This is perhaps the most true. But one must understand the important reasons why this is, instead of just traducing it. There are issues related to charge backs, credit scores, privacy, transcending legal boundaries, and a train of other reasons.

There is more to Bitcoin than just buying "stuff."

That  is pure fantasy disguised as truth, I can't buy most goods sold in China with U.S currency, your visa/master cards just don't work there, and vice versa. While with bitcoins, I can signup and charge any local payment system as long as there are local people willing to exchange for bitcoins.

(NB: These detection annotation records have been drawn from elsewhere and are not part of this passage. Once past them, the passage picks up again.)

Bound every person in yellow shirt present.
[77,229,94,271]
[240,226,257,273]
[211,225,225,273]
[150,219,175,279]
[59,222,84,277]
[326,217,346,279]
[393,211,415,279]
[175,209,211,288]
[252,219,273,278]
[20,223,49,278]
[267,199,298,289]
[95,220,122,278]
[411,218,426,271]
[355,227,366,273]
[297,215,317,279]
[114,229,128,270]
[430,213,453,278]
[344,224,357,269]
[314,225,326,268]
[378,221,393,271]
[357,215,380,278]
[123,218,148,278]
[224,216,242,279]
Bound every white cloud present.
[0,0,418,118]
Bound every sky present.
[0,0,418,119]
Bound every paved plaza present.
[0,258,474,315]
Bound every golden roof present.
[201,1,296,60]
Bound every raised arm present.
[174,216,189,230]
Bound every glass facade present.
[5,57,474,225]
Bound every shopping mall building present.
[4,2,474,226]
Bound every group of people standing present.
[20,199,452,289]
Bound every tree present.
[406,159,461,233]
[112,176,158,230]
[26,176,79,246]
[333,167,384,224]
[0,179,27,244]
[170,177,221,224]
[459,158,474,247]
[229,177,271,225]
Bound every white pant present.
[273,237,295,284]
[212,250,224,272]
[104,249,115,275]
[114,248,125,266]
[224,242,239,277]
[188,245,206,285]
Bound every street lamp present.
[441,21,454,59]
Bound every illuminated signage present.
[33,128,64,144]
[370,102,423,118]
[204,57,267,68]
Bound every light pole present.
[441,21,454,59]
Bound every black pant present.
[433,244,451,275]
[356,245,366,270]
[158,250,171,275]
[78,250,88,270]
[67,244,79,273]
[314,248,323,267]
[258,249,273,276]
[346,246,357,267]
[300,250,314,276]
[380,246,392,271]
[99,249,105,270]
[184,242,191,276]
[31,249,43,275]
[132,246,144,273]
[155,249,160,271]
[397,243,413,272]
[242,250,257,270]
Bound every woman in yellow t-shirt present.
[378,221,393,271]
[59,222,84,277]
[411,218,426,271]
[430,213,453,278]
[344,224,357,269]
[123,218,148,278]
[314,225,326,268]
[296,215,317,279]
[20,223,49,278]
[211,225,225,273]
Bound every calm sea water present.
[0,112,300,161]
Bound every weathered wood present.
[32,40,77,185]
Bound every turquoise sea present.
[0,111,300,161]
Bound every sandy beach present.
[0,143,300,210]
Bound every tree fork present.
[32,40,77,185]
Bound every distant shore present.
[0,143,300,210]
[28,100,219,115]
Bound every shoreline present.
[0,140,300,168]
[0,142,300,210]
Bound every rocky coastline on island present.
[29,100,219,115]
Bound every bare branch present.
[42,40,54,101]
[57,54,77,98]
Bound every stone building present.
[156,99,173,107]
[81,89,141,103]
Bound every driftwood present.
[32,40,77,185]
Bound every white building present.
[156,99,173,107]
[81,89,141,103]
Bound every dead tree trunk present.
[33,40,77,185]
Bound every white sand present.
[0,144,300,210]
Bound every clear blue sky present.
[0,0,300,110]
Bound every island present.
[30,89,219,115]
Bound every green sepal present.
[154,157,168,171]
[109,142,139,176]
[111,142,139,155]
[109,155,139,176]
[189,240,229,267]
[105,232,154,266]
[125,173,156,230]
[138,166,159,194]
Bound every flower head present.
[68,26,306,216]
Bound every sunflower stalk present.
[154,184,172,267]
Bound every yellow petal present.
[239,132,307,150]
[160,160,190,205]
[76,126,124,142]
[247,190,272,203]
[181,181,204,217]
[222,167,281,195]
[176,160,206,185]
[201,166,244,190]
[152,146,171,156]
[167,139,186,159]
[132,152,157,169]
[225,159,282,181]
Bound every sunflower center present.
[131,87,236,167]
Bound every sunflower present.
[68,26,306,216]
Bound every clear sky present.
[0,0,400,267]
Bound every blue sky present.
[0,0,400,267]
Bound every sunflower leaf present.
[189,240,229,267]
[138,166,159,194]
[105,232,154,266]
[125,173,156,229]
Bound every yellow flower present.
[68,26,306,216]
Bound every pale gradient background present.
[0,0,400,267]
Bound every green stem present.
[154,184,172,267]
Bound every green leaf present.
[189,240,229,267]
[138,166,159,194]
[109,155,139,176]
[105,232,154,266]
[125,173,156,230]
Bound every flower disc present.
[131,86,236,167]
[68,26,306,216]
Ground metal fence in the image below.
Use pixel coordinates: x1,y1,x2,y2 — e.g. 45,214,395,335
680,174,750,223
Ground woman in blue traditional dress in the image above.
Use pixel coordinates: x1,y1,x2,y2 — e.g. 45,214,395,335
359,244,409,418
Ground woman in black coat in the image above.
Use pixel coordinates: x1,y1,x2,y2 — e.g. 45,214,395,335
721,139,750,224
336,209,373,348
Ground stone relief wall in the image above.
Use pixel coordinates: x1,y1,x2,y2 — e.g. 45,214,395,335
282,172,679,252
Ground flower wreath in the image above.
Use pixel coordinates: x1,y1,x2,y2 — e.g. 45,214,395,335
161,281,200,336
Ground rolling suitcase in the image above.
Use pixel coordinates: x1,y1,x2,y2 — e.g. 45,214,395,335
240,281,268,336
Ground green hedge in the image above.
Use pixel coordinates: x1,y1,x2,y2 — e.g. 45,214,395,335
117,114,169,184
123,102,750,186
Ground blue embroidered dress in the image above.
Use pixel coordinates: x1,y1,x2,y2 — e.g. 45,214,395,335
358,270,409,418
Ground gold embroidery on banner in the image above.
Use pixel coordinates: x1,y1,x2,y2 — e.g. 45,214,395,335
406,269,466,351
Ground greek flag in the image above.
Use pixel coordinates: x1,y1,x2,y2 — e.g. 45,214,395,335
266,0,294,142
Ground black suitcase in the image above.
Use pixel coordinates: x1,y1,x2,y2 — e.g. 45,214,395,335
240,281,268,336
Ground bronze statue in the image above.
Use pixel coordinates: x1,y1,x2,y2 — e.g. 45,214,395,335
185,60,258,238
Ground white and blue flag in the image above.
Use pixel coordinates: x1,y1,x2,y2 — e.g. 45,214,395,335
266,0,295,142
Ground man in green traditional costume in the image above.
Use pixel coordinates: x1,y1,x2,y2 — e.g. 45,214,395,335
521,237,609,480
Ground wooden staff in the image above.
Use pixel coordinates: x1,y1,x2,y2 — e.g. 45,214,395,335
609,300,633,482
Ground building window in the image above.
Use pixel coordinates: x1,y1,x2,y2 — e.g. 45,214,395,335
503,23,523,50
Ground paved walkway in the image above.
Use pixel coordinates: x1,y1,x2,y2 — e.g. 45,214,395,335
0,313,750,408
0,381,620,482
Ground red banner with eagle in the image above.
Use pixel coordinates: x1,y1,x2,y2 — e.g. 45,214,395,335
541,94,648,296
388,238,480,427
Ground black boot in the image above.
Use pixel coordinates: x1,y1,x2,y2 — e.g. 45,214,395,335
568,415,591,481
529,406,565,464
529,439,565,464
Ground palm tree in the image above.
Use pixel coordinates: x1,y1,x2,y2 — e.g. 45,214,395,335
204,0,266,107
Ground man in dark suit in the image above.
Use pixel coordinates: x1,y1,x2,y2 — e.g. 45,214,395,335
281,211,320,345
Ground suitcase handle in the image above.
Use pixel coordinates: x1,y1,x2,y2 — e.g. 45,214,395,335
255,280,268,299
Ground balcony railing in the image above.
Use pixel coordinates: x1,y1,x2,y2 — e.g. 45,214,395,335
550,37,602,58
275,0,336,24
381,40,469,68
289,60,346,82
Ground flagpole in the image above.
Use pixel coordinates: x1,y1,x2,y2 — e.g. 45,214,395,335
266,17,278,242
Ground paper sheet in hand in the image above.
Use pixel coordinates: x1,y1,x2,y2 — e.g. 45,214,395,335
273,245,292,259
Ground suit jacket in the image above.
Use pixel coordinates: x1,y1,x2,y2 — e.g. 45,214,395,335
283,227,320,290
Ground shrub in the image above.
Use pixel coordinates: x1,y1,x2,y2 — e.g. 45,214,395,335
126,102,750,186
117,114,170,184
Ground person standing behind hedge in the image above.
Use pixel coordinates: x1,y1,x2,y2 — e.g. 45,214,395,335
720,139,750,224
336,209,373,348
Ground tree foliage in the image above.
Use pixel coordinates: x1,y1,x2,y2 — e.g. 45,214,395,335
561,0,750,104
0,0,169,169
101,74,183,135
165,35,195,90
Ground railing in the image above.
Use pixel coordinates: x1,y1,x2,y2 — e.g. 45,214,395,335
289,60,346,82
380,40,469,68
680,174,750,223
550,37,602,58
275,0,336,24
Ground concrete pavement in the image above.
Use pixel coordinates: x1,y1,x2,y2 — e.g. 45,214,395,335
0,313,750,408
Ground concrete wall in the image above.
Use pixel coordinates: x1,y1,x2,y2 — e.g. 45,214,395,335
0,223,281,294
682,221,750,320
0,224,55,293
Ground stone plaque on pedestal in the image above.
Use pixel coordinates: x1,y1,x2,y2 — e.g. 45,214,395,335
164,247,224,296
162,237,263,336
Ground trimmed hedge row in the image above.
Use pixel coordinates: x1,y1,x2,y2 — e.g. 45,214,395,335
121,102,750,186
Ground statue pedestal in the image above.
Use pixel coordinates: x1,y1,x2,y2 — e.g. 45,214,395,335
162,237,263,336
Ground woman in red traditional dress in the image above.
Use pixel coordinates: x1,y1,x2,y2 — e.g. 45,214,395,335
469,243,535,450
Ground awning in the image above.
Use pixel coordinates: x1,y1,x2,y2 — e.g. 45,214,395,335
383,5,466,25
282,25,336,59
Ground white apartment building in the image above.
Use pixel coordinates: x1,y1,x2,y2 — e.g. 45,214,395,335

What exactly are you arguing against? The original author of the piece is not making the argument you are making. The argument against Bitcoin is why would someone purchase Bitcoin with his or her local currency to buy goods or services instead of buying them directly? You can't buy goods in China with US dollars but you can buy goods in the US with US dollars. So if this is the case, why exchange them for bitcoins, when they can be used directly?

I gave my reasons above.

I argue exactly against the original author: you indeed can't buy some goods in USD which you can buy in Bitcoin. There are a lot of things you want which are simply not available locally in a nation, and it's a well known fact that global corporations price their products vastly different in different nations, in combination with a freight forwarder, Bitcoin avails you to buy things you couldn't buy, this is not just a theoretical possibility, it's something immediately practicable after a bit of investigation.